The Monkeysphere is a great concept. The idea is, we can only relate to so many people as actual humans; everybody else is sort of abstract to us. The people we relate to are inside our monkeysphere, everyone else is outside. For most people, the upper limit for their monkeysphere is about 150 people.
I follow over 300 accounts on Twitter and have over 400 Facebook friends. I can’t keep up. My Twitter feed has something like 1,000 tweets every day.
Let’s not even talk about Tumblr. I can’t keep up with my Tumblr feed at all.
Part of the issue is that it’s winter, and in the winter I mostly want to hole up and read or knit and watch TV, and everything else feels like way too much work. But the rest of the issue is pretty much that the internet is full of tons of people I find interesting for various reasons, so I add them to my social media.

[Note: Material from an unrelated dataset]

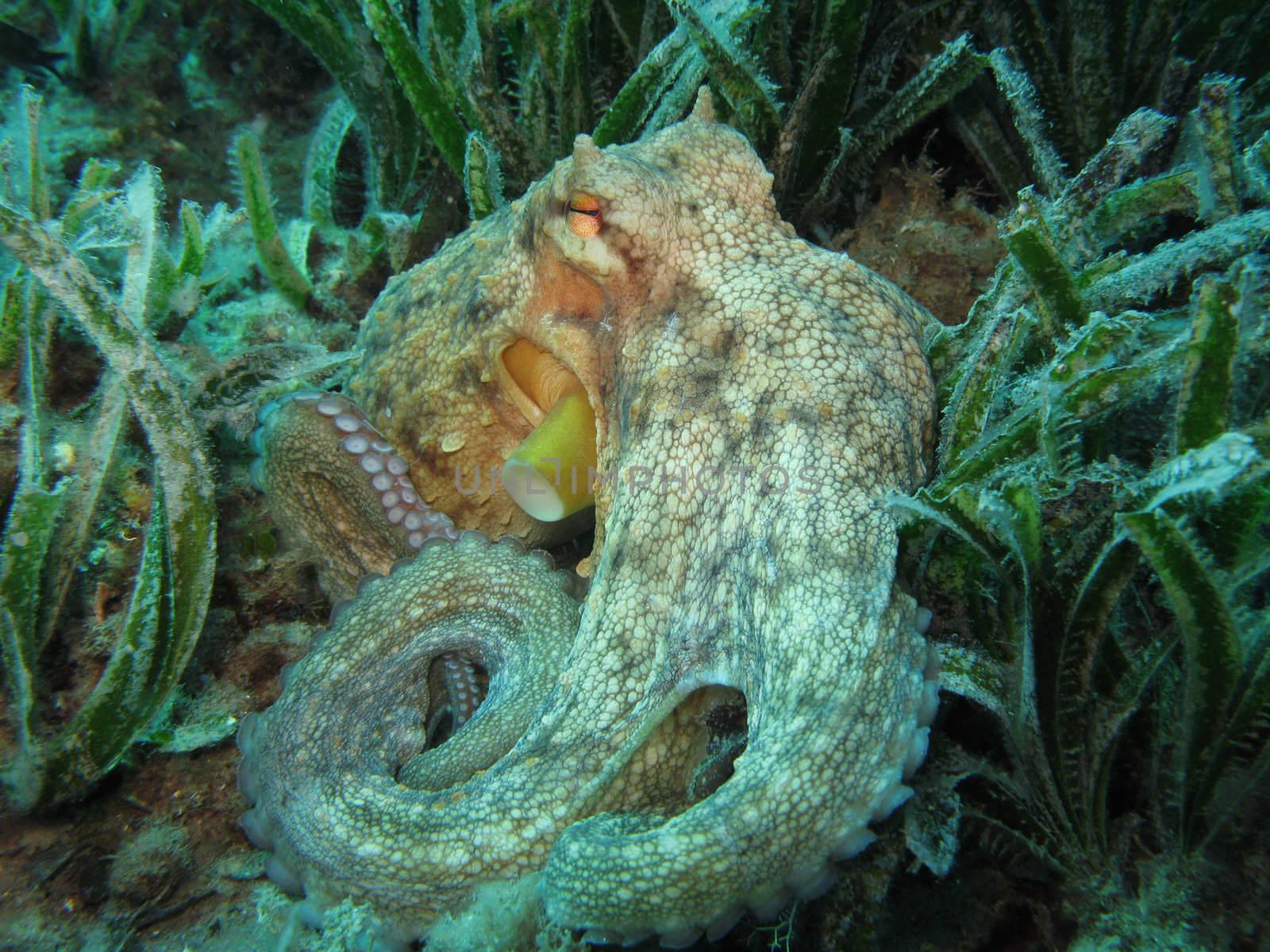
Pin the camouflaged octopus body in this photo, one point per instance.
(756, 399)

Fiddling around with Twitter lists and Facebook lists can help some — I can tag individuals on Facebook and get notified every time they post something, and that helps. I’ll hit the website, check my notifications, and take a look at the top maybe … ten entries in my main news feed. That makes Facebook way less crazy for me, and I don’t have to worry about missing something from the people I absolutely want to keep up with.
I tried doing that with Twitter, but the I Can’t Bear To Miss A Single Tweet folks is about three or four people, but the Cool Folks I want to Keep Up With Cos They Are Cool people… there’s like 200 of them. How do I pick and choose among that many interesting people???
I’m tempted to decree that I can only follow 150 people on each service, but I worry about weeding out people whose feelings might be hurt, or missing out on something awesome. (It doesn’t help that my “ooh, awesome” threshold is pretty low. One of my favorite things on Twitter right now is the conversations between @korybing and @sfemonster (they talk about all kinds of cool stuff, and are total geeky nerds like me! Eee! They’re so cool).)
I know people who have left Facebook entirely, or quit social media except for two or three feeds/folks/friends, and there’s a simplicity to that which is really appealing to me.
In the runup to my wedding, I stopped reading feminist blogs, because they just made me angry. There’s so much sexist bullshit around, you know? The fatosphere can be that way too.
But I’ve had people tell me that the stuff I post to Facebook has changed the way they think about things, made them more tolerant, helped them understand — and that means so much! I want to do that! But that material comes from my massive social media intake. Argh.
As with so much in life, it’s all about balance. I just need to figure out where the balance point is for me with this stuff.